Easter lunch at the Fernandes’ comprises potato chops, fugias,  bheja fry, chicken liver fry and biryani
Easter lunch at the Fernandes’ comprises potato chops, fugias, bheja fry, chicken liver fry and biryani

>> 1 kg flour >> 2 eggs 
>> 2 tbsps >> sugar >> 1 cup 
>> coconut milk >> 7 gm yeast>> Salt >> 1-2 tbsp oil (hot) >> Oil to fry, as needed
Put all the dry ingredients in a bowl. Add the wet ingredients and mix for seven to 10 minutes until it forms a smooth dough. Cover the bowl with a towel and let it proof overnight. In a deep frying pan, heat the oil for frying. Put one tbsp of dough at a time and cook until golden. Serve hot.

Vishu diversity

Sadhya headlines the food celebrations of Vishu, the traditional New Year widely celebrated in Kerala and Tamil Nadu. Here in the city, Merilyn and Sherley Joseph, owners of Just Kerala, let us in on the Vishu celebrations at the restaurant. “A lovely annual custom that happens every year is the staff lunch; we all sit in a circle for a sadhya.” The sisters mark this tradition as special because this circle transcends all geographical and cultural boundaries, and organisational hierarchies. “Our staff members hail from all corners of Kerala and belong to various religions that don’t typically celebrate Vishu. But they come together to make the sadhya service a success, and then once again to enjoy the food prepared.” Their favourite dish from the celebration is mambazha pulissery, a curry made 
with mango.

Mambazha pulissery

>> 1 ripening mango (peeled and sliced) >> 2 cups water >> 3 green chillies >> 1/2 tsp turmeric powder >> 1/4 cup grated coconut >> 1 tsp jeera >> 1 tbsp jaggery >> 1/4 cup curd >> 1 tbsp coconut oil 
>> 1/2 tsp mustard seeds >> 1 sprig curry leaves >> 2-3 dry red chillies >> Salt to taste

Vishu sadhya at Just Kerala
Vishu sadhya at Just Kerala

In a deep pan, add water, mango slices, green chillies and turmeric powder; boil till the mangoes are well-cooked.

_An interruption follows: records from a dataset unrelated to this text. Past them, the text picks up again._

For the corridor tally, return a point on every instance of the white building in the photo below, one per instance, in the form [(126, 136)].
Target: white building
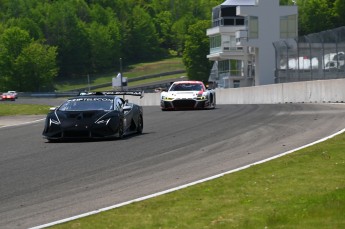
[(241, 40)]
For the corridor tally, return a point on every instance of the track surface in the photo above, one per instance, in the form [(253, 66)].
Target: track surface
[(43, 182)]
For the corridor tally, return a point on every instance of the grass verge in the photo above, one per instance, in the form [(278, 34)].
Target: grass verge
[(305, 189), (22, 109)]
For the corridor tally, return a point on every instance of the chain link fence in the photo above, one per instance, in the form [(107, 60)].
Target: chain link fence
[(315, 56)]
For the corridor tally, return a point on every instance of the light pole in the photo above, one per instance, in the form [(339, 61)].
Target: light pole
[(121, 73)]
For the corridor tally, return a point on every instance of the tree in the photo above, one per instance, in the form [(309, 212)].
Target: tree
[(141, 40), (12, 42), (196, 49), (315, 16), (25, 64), (339, 9), (36, 67)]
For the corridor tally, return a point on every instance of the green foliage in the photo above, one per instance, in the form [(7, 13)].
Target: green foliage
[(91, 36), (316, 16)]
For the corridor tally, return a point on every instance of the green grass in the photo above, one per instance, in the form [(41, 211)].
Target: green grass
[(133, 71), (305, 189), (22, 109)]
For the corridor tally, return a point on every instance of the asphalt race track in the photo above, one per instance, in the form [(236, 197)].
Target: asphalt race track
[(43, 182)]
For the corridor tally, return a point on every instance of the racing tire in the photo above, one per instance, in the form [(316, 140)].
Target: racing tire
[(140, 125), (121, 130)]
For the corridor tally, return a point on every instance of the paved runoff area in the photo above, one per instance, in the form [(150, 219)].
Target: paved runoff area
[(19, 119)]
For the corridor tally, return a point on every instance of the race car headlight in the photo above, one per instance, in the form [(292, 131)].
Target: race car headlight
[(200, 97), (167, 98), (103, 121), (54, 121)]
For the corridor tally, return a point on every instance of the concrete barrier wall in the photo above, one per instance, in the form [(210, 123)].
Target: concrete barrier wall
[(320, 91)]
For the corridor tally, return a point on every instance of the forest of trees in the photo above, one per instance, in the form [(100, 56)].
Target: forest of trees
[(45, 40)]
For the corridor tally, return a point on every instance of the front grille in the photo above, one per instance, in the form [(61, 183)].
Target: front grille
[(167, 105), (76, 134), (184, 103)]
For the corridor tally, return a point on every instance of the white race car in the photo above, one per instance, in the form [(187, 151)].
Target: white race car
[(188, 95)]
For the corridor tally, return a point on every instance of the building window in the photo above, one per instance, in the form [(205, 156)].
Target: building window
[(236, 83), (215, 44), (253, 26), (288, 26), (236, 67)]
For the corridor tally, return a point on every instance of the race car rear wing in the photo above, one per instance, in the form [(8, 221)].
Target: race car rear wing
[(133, 93)]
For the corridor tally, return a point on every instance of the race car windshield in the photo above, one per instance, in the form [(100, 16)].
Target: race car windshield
[(85, 104), (186, 87)]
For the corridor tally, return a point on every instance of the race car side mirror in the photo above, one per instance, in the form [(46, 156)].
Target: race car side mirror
[(127, 108)]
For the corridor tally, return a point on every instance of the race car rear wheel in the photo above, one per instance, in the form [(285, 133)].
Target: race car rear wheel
[(121, 129), (140, 125)]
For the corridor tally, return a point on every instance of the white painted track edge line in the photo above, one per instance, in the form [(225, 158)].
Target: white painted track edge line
[(182, 186), (24, 123)]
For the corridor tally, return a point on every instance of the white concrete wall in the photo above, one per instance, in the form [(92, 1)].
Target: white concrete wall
[(321, 91)]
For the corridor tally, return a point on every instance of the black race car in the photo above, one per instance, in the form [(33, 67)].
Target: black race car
[(94, 115)]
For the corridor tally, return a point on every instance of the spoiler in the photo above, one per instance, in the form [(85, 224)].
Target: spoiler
[(133, 93)]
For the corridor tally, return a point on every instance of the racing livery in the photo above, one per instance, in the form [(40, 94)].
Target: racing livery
[(94, 115), (188, 95), (8, 96)]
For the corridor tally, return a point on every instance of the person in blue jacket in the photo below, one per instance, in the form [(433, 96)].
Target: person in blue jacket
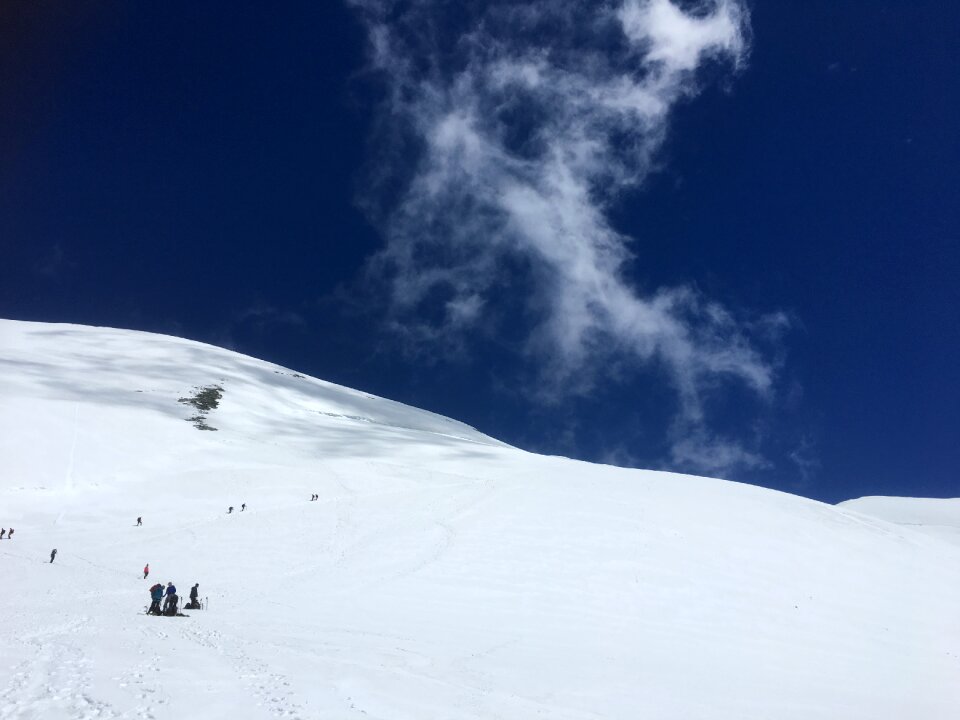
[(170, 604), (156, 595)]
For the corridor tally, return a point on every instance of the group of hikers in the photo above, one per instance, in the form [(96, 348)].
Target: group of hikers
[(171, 600)]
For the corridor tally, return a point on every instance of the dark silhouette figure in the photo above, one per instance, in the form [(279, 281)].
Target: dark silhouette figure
[(194, 597), (156, 595), (170, 604)]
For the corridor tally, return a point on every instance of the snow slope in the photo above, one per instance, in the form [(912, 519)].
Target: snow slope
[(441, 574), (940, 518)]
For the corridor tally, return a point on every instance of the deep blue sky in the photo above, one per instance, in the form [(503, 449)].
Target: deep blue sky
[(195, 168)]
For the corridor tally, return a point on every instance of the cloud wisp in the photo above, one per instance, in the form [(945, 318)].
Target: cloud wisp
[(524, 123)]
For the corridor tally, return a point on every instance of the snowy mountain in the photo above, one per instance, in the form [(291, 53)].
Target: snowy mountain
[(940, 518), (440, 574)]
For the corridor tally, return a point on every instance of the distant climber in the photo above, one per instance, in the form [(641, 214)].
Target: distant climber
[(156, 595), (194, 597), (170, 604)]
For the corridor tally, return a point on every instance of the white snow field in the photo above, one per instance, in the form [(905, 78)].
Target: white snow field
[(937, 517), (441, 574)]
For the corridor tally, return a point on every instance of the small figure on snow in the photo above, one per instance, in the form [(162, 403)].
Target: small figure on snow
[(170, 604), (156, 595), (194, 597)]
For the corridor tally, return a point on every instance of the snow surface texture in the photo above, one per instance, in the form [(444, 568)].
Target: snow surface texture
[(441, 574), (937, 517)]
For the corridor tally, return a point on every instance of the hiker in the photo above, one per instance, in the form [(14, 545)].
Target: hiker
[(170, 604), (156, 595), (194, 597)]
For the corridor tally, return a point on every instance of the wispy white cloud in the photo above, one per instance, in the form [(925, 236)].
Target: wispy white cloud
[(525, 123)]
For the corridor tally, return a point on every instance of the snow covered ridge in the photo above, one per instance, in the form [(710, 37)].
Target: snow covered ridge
[(439, 574), (934, 516)]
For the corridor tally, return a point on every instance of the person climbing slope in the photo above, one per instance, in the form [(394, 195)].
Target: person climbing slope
[(194, 597), (156, 595), (170, 604)]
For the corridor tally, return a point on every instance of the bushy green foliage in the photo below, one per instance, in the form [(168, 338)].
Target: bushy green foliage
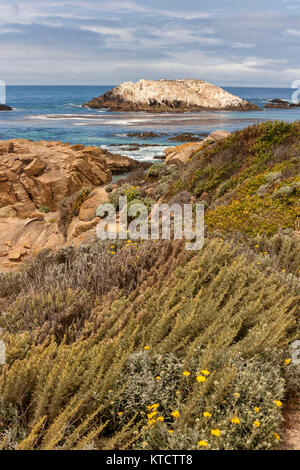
[(91, 349)]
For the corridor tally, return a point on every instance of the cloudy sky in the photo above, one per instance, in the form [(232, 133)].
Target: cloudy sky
[(234, 42)]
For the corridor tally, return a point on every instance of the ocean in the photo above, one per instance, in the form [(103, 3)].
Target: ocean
[(56, 113)]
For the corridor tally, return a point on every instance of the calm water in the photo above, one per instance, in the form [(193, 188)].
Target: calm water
[(55, 113)]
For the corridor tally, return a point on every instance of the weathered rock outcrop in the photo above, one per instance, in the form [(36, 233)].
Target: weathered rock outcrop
[(170, 95), (180, 154), (5, 107), (34, 178), (36, 174)]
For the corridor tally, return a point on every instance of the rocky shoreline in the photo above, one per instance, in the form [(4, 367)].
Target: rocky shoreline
[(186, 95), (281, 104), (38, 179)]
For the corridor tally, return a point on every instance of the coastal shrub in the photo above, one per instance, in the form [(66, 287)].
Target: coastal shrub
[(161, 190), (161, 170), (119, 366), (255, 171)]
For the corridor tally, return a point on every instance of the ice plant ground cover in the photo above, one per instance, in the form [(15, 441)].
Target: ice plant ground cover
[(146, 345)]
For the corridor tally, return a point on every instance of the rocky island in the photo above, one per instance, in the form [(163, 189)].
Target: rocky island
[(170, 96)]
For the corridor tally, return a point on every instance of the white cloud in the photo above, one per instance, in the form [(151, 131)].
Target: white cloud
[(293, 32), (242, 45)]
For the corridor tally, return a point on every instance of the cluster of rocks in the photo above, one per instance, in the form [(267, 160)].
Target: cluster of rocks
[(171, 96)]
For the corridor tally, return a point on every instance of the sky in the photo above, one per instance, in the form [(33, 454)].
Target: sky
[(107, 42)]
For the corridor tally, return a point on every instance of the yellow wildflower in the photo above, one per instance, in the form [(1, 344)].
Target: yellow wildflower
[(152, 421), (202, 443), (154, 406), (200, 379), (235, 420), (278, 403)]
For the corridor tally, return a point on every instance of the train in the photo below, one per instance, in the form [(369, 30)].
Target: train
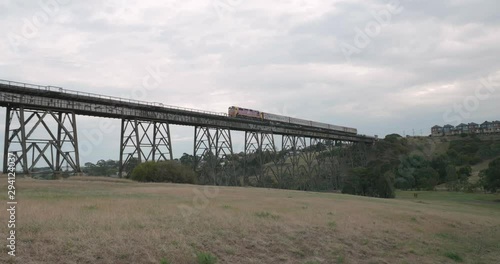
[(235, 111)]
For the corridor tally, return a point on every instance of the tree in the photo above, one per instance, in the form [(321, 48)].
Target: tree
[(451, 178), (490, 178), (163, 171)]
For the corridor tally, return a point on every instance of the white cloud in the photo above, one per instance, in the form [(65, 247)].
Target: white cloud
[(280, 56)]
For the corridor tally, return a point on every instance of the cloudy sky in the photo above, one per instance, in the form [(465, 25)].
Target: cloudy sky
[(380, 66)]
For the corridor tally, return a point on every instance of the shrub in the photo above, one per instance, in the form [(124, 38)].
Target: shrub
[(163, 171)]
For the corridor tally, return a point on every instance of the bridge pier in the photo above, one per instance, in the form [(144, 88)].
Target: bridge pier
[(260, 149), (141, 141), (213, 155), (28, 133)]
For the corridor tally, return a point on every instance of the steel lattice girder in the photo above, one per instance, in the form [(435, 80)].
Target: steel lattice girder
[(31, 123), (143, 140), (214, 146), (261, 144)]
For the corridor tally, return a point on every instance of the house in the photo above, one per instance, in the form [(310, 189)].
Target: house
[(495, 126), (473, 128), (437, 131), (462, 128), (486, 127), (448, 129), (470, 128)]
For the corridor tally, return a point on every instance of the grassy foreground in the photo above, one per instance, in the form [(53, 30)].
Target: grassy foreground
[(92, 220)]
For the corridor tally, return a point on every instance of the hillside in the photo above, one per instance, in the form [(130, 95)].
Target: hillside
[(87, 220), (432, 147)]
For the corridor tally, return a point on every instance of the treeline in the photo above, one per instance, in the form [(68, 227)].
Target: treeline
[(391, 166)]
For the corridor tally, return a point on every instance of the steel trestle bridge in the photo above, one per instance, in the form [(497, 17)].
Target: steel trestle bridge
[(145, 128)]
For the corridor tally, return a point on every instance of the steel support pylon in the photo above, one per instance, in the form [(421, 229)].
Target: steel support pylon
[(38, 148), (260, 151), (213, 156), (141, 141)]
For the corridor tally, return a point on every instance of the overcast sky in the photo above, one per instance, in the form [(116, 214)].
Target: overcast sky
[(380, 66)]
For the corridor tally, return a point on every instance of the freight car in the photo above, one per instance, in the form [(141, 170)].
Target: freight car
[(235, 111)]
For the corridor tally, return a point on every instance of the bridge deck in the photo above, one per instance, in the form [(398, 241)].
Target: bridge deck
[(31, 96)]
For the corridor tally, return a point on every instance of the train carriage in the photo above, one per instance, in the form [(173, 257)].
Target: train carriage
[(235, 111)]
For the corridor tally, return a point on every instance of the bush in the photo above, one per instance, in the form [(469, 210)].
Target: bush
[(163, 171), (490, 178)]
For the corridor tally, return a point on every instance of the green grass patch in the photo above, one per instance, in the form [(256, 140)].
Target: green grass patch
[(165, 261), (266, 214), (454, 256), (206, 258)]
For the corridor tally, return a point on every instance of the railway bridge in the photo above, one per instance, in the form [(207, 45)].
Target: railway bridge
[(145, 130)]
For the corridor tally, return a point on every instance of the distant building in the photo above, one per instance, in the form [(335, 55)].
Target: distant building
[(471, 128), (437, 131)]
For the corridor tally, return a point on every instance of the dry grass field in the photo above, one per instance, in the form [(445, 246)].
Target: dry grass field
[(99, 220)]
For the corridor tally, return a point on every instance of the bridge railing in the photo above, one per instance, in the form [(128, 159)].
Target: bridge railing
[(106, 97)]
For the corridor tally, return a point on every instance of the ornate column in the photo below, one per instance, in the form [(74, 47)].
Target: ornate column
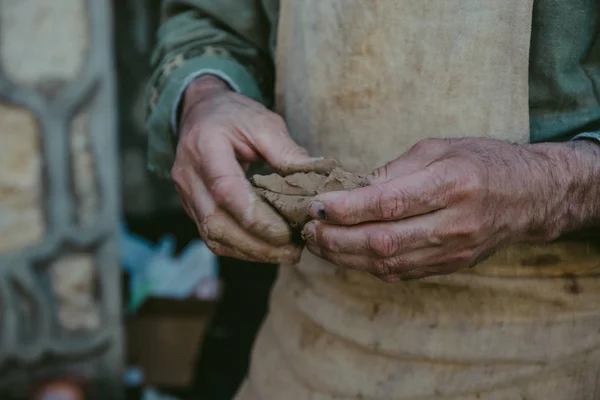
[(59, 205)]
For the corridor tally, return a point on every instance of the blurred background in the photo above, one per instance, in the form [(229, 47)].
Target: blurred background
[(105, 290)]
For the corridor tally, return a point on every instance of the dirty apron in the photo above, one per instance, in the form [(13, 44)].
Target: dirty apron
[(363, 81)]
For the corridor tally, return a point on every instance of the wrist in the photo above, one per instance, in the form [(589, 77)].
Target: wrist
[(570, 197), (200, 89)]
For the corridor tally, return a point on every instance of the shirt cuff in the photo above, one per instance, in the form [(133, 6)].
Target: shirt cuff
[(189, 79), (588, 136), (166, 90)]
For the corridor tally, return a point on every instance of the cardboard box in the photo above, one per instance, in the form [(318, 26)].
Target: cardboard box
[(164, 339)]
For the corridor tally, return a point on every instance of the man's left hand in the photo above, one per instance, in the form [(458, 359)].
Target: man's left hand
[(442, 206)]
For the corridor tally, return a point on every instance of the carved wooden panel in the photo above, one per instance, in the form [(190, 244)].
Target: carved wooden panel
[(59, 196)]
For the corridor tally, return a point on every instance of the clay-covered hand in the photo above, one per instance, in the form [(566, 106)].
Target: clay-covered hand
[(445, 205), (221, 133)]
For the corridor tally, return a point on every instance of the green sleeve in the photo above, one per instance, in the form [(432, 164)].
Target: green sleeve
[(228, 38)]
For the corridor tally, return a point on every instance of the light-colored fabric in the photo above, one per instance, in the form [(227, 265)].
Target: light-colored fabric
[(363, 81), (588, 135)]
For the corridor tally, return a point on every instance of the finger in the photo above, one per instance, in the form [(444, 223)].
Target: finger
[(414, 265), (226, 182), (379, 239), (220, 228), (422, 154), (422, 192), (319, 165), (216, 225), (285, 155)]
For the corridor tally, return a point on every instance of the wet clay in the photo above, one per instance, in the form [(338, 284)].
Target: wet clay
[(290, 195)]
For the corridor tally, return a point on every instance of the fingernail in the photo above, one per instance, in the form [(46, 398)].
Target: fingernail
[(289, 255), (372, 179), (313, 248), (317, 211), (309, 232)]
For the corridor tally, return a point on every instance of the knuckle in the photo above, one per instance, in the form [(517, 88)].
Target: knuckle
[(470, 183), (275, 120), (209, 228), (381, 173), (389, 205), (215, 247), (464, 256), (468, 230), (389, 278), (425, 144), (221, 189), (327, 241), (389, 266), (383, 243)]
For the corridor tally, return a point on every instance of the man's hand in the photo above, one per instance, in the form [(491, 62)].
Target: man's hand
[(447, 204), (221, 133)]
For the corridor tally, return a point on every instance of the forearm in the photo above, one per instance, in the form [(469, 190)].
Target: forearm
[(571, 201), (199, 37)]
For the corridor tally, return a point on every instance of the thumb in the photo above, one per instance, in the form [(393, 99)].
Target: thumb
[(417, 158), (287, 157)]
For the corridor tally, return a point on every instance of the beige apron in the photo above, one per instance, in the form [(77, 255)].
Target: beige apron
[(364, 80)]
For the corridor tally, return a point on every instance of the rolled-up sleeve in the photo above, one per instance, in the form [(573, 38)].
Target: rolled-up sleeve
[(226, 38)]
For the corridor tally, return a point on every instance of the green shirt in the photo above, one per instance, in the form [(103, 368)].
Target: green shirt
[(235, 39)]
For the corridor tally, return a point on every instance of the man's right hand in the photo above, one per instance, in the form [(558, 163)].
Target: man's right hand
[(221, 133)]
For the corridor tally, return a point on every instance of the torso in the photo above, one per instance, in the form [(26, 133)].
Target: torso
[(363, 82)]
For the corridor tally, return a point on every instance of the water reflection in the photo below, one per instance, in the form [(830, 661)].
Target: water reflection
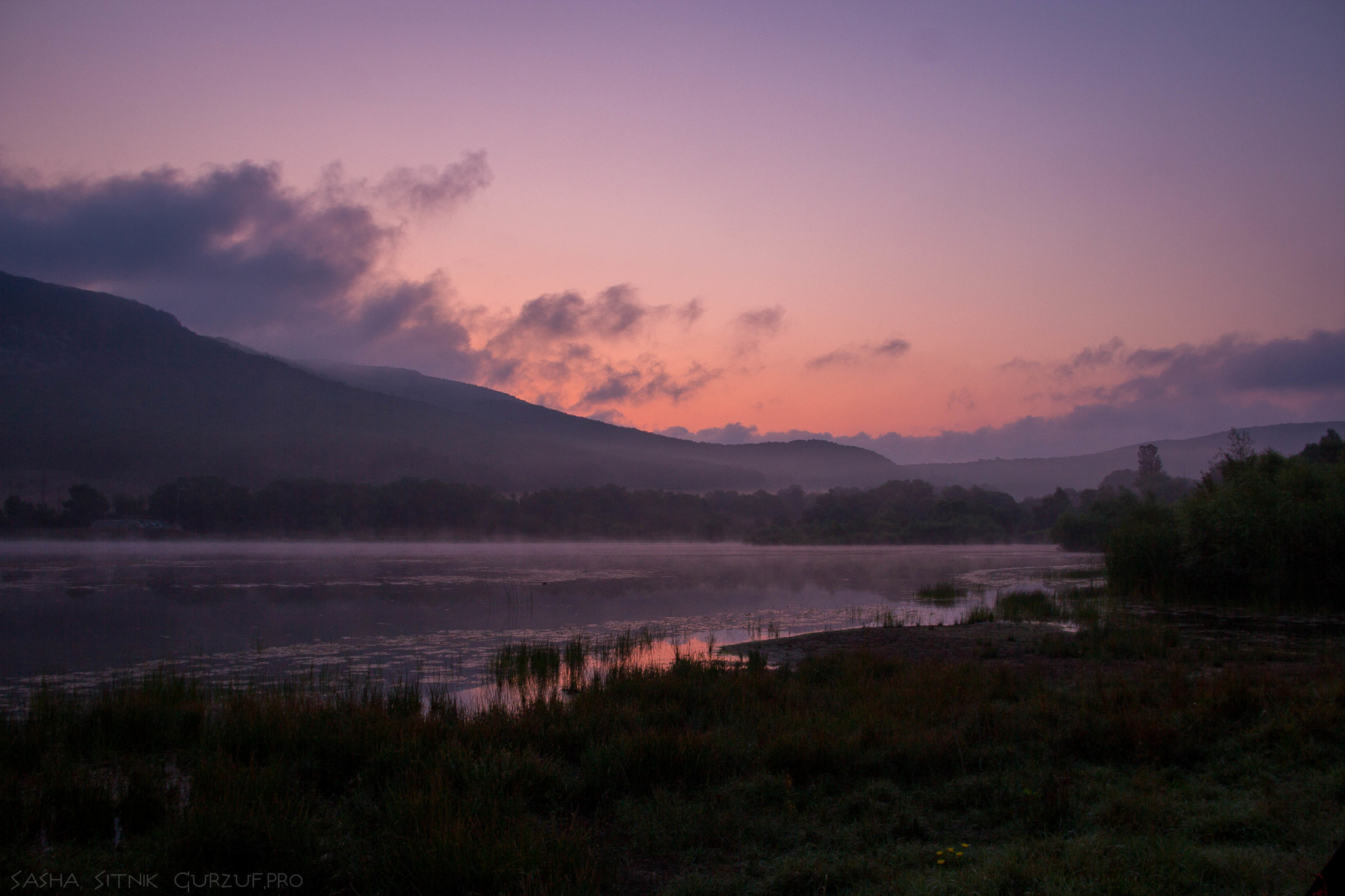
[(76, 610)]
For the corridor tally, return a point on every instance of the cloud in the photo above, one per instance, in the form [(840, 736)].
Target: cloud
[(233, 251), (690, 312), (1143, 395), (236, 253), (892, 349), (427, 191), (563, 316), (854, 355), (762, 322), (635, 385), (755, 326), (1088, 359)]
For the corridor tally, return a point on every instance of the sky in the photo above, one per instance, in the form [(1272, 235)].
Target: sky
[(944, 230)]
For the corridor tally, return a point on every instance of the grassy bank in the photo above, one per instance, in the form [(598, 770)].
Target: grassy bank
[(844, 774)]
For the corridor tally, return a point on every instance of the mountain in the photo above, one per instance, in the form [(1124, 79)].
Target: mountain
[(105, 390), (1038, 476)]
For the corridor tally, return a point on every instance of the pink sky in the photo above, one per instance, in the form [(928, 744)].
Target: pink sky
[(1000, 187)]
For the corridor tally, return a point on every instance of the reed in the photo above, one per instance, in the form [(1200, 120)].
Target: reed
[(843, 774)]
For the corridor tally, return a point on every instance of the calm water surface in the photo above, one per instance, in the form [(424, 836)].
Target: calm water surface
[(76, 612)]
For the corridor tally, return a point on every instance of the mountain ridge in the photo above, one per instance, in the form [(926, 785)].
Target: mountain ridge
[(112, 390)]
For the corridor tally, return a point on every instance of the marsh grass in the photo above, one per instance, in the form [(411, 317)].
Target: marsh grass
[(944, 591), (844, 774)]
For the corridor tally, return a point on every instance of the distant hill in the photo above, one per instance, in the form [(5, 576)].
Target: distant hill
[(106, 390), (1040, 476)]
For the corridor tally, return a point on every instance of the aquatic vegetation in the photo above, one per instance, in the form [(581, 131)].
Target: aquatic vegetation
[(942, 591), (848, 771)]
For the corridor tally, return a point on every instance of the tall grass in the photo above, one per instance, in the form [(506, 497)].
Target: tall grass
[(943, 591), (844, 774)]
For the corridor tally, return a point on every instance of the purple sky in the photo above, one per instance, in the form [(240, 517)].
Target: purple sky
[(1121, 221)]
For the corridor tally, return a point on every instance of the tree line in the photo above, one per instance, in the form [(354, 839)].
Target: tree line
[(1254, 524), (899, 512), (1258, 527)]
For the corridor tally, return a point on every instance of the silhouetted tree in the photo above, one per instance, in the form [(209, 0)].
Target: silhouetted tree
[(85, 505), (1149, 461)]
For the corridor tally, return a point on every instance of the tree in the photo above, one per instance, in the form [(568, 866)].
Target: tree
[(1149, 461), (85, 505)]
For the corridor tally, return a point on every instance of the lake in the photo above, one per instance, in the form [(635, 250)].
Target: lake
[(74, 612)]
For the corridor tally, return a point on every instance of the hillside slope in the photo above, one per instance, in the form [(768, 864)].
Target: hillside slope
[(1024, 477), (104, 389)]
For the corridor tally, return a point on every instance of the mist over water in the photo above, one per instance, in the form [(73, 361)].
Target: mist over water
[(77, 612)]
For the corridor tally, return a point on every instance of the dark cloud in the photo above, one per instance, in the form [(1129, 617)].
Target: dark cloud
[(762, 322), (233, 251), (236, 253), (1168, 393), (1090, 358), (892, 349), (690, 312), (1313, 363), (430, 191), (848, 356), (635, 385), (563, 316)]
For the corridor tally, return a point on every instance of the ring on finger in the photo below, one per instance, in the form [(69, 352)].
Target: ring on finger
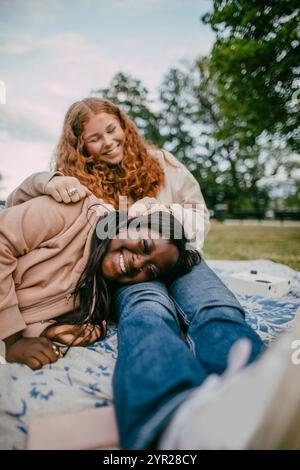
[(72, 191), (56, 349)]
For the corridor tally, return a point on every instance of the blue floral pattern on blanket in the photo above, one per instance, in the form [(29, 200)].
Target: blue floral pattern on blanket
[(82, 379)]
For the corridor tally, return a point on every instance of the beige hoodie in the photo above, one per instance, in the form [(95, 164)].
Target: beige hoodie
[(181, 193), (44, 247)]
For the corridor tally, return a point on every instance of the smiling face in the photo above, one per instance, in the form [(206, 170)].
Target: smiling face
[(104, 138), (133, 258)]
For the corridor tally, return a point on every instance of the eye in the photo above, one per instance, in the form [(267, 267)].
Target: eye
[(154, 272), (145, 247)]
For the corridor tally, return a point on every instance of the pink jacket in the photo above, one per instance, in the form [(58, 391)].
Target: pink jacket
[(44, 247)]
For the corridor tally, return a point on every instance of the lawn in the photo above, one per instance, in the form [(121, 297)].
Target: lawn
[(279, 244)]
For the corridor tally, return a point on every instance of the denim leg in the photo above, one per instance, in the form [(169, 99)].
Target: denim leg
[(213, 316), (155, 370)]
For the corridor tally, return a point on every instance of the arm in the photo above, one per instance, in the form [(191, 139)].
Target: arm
[(190, 209), (22, 229), (187, 203), (31, 187), (53, 184)]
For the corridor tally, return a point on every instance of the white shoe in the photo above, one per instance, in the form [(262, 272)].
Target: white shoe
[(255, 408)]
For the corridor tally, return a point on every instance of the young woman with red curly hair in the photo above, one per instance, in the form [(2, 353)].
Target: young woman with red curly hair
[(101, 151)]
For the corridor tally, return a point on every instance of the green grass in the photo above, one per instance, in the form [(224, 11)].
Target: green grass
[(279, 244)]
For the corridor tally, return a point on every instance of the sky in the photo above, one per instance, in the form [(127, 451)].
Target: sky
[(54, 52)]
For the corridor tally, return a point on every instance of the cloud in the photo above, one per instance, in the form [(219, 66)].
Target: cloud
[(19, 160), (27, 122), (25, 44)]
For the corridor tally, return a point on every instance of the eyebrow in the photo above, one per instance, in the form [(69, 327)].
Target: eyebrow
[(97, 133)]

Grind grated coconut, jeera and jaggery with a little water into a smooth paste. Add the paste to the softened mangoes. Keep stirring to avoid curdling and once thick, lower the flame. Beat the curd lightly and add it to the curry. Switch off the flame. In a pan, heat the coconut oil, add mustard seeds and let them crackle. Add curry leaves and dry red chillies. When crisp, add this to the mambazha pulissery. Add salt to taste.